Issue #6
September 30, 2005

My American Heritage dictionary defines newsletter as a “printed report giving news or information of interest to a special group.” Well, you are a very special group, and I have lots of news, so here goes . . .

In this issue you will learn about the most exciting news in inkjet transfers - maybe ever - and about the future of the publications here at Cre8it. I know from email, that many of you are wondering what the heck is up around here - especially as it affects one of your favorite publications (which you have not seen in a year). So, now that I think I might have figured out what’s going on, I'll share this “news and information of interest”.

When I moved from San Franciso to Santa Fe some years back, everything I had ever known about gardening became a moot point. The two climates were so very different that nothing behaved as expected, and my life as a gardener became an exercise in trial and error. I planted everything, everywhere, and waited for results. Some things grew, others didn’t, some thrived, some died, and others became compost. When some became gigantic instead, and crowded out everything around them, they had to be pruned, or even allowed to lay dormant for awhile.

And that is a great metaphor for what’s been going on in my business for the past four years. The idea of a web business was as foreign to my previous experience as the high desert climate of Santa Fe was to the coastal fogs of San Francisco. Even though I had spent many years in graphic design and computer arts, I had left that for the gallery business just about when the web was born (in its present form). And though I had done marketing for twenty years, online marketing represented a whole new paradigm. I had to learn everything from scratch.

So I did what I had done with my garden. I “planted” all sorts of interesting new things and waited for them to grow. None died or became compost, I am happy to say, but many got pruned or given to neighbors. And some very big things that I had “sited” in entirely the wrong spot did not get the attention they needed, and began to waste away.

In this newsletter, I will tell you about what’s new in the “garden” of Cre8it.


All of us miss Now What? - which we haven’t seen in over a year. I feel as badly about that as readers do and I had to figure out why it just couldn’t get done. Turns out the real answer to that question is that it is not part of my “day job”.

Lots of artists have day jobs to produce the income they need to stay alive, and I am no exception - although I am lucky enough that my “day job” is all about art. I develop products, run a web business, do all my own webwork, publish a free newsletter (Whatever), publish A.muse.ings every two weeks, teach workshops, service wholesale acccounts, write and publish CDs, and process, pack, and ship orders. Whew!

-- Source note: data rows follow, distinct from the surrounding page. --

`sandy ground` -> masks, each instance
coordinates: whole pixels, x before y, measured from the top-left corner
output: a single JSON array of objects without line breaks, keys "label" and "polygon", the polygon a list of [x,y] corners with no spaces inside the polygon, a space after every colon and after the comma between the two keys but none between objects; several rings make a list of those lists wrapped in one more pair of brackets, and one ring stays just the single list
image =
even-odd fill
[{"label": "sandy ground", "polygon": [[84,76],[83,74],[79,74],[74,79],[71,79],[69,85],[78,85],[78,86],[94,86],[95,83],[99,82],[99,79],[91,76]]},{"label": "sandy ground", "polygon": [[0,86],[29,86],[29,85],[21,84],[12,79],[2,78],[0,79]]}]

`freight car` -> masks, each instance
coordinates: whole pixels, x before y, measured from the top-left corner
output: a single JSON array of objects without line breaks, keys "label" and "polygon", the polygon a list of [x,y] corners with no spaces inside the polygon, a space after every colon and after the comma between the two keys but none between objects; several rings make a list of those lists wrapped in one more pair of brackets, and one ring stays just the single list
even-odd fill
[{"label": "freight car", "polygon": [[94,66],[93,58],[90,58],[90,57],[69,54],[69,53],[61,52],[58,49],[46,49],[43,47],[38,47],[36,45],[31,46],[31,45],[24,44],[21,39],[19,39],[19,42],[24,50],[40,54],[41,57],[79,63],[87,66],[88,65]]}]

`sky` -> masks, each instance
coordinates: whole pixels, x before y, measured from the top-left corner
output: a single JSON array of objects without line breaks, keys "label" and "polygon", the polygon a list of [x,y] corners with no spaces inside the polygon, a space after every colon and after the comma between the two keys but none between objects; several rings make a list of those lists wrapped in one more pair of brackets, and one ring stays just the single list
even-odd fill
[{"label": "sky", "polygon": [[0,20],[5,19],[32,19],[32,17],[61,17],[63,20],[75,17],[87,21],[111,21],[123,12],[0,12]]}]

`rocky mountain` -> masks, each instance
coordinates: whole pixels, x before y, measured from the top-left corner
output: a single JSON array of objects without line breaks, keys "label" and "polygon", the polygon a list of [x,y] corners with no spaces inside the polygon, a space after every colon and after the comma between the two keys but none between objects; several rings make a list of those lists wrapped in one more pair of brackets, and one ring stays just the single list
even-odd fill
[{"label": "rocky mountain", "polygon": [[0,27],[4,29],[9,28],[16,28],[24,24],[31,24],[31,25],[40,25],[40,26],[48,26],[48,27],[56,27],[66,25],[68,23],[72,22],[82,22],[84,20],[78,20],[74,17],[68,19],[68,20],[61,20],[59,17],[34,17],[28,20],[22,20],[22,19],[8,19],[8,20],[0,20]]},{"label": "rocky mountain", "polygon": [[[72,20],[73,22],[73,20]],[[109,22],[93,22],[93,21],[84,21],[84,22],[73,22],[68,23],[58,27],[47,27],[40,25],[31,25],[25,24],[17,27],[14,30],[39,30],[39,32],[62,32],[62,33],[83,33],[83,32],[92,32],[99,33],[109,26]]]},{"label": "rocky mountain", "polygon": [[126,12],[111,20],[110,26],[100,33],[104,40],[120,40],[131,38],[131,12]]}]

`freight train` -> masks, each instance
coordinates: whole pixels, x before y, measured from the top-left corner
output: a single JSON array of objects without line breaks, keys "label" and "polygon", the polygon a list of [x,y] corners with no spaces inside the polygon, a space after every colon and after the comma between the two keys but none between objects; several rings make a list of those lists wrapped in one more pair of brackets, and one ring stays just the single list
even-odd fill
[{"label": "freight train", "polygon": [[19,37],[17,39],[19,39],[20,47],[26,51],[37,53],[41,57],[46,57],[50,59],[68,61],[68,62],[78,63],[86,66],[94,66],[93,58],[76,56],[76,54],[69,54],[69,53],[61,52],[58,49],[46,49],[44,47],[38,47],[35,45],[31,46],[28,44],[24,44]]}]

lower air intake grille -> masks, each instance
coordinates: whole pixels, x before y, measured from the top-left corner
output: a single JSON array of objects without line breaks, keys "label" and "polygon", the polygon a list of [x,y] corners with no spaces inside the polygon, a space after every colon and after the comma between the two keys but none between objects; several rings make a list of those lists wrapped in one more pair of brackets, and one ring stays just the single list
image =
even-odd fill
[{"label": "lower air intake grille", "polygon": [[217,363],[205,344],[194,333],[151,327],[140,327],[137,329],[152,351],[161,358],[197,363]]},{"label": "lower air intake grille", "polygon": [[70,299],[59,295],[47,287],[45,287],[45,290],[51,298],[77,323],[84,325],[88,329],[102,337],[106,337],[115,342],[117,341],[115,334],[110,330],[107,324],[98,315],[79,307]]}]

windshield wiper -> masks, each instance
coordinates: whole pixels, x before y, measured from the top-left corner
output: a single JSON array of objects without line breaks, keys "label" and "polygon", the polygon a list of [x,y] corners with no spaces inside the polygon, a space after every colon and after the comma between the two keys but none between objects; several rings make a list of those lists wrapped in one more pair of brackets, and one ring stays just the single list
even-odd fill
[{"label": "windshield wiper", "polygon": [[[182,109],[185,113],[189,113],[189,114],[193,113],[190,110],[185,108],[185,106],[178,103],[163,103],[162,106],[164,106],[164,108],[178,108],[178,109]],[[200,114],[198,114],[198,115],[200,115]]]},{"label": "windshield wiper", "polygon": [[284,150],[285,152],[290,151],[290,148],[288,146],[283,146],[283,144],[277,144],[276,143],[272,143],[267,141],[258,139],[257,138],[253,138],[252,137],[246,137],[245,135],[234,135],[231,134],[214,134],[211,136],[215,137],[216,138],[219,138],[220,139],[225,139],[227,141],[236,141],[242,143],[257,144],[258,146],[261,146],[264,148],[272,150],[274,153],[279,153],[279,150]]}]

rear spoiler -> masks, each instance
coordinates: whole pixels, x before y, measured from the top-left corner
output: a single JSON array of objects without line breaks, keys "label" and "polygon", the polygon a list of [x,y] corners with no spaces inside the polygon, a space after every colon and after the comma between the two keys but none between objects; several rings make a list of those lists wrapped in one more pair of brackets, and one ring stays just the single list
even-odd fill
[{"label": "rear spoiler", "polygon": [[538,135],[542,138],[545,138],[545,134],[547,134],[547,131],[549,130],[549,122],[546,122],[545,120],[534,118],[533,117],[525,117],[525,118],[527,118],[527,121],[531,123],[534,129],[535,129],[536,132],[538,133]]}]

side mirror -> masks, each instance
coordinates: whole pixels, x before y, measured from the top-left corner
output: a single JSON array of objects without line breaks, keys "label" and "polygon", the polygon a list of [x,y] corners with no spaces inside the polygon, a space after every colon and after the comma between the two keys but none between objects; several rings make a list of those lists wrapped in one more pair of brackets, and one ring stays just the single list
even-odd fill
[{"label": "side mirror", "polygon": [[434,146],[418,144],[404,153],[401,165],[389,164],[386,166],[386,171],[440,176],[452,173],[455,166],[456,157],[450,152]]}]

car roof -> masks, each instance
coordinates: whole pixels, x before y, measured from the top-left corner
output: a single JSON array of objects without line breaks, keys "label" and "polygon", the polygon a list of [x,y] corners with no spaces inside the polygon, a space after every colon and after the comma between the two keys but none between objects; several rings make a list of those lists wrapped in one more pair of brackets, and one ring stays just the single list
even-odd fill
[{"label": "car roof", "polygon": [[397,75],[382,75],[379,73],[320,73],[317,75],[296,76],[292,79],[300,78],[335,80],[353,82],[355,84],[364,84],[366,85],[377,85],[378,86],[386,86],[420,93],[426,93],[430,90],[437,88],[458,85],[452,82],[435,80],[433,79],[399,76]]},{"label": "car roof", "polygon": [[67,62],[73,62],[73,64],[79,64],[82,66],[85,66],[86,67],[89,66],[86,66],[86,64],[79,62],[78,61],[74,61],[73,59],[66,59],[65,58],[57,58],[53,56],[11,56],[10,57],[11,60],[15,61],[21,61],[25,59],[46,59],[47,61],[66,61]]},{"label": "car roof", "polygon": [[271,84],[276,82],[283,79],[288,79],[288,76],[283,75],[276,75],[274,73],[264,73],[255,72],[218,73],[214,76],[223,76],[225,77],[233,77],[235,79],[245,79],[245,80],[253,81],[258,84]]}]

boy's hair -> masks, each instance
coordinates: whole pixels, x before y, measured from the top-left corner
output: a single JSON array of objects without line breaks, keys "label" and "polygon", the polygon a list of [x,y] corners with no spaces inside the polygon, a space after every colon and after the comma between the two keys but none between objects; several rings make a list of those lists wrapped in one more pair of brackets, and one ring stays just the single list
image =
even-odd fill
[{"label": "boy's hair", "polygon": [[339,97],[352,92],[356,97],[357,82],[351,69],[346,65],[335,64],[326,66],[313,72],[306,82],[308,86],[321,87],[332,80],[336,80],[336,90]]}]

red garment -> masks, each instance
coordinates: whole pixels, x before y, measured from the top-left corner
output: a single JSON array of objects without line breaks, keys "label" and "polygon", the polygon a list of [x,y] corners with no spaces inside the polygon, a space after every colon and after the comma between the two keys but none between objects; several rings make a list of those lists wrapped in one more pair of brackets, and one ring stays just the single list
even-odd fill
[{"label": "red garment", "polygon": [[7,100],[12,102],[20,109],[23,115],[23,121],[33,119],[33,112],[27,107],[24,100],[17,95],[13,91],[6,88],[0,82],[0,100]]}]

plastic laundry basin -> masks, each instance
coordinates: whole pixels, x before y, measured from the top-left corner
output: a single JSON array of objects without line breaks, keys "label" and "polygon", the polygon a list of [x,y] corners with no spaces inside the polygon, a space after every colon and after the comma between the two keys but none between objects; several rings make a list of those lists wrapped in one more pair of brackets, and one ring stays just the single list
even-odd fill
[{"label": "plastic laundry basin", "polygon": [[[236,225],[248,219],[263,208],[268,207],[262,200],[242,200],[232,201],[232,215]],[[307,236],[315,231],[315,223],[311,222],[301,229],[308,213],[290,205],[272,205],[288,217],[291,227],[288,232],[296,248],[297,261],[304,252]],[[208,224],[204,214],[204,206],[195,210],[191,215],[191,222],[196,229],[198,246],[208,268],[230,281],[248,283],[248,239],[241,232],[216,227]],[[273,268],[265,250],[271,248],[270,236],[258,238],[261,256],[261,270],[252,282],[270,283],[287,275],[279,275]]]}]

The last issue of Now What? (shown at the right) translated to 88 pages in print form. That is more than most of the newstand magazines and it is all content - no advertising.

I produce, write, edit, and illustrate it alone. So it takes almost a month to produce an issue start to finish. This is not a project that fits easily into anyone’s spare time - especially someone who doesn't have any! So, it doesn’t happen.

Therefore, the future of NowWhat? boils down to a very simple choice: either it becomes part of my day job or it disappears. There are more than 6000 free subscribers to Now What? and I have gotten over a thousand letters about how much the magazine is loved and missed. So, perhaps it can survive as a quarterly magazine by subscription. This will at least tell me how much people really appreciate it.

What will it be like?
It will be the same wonderful publication you have been appreciating - full of projects with great step-by-step instructions, art school lesssons, digital art lessons, studio tours, artist profiles, etc. etc. While embracing the high quality look and feel of the best print magazines, Now What? has always been focused on multi-media artwork that is different, new, exciting, clean, and beautifully designed, and that will continue to be what makes it unique.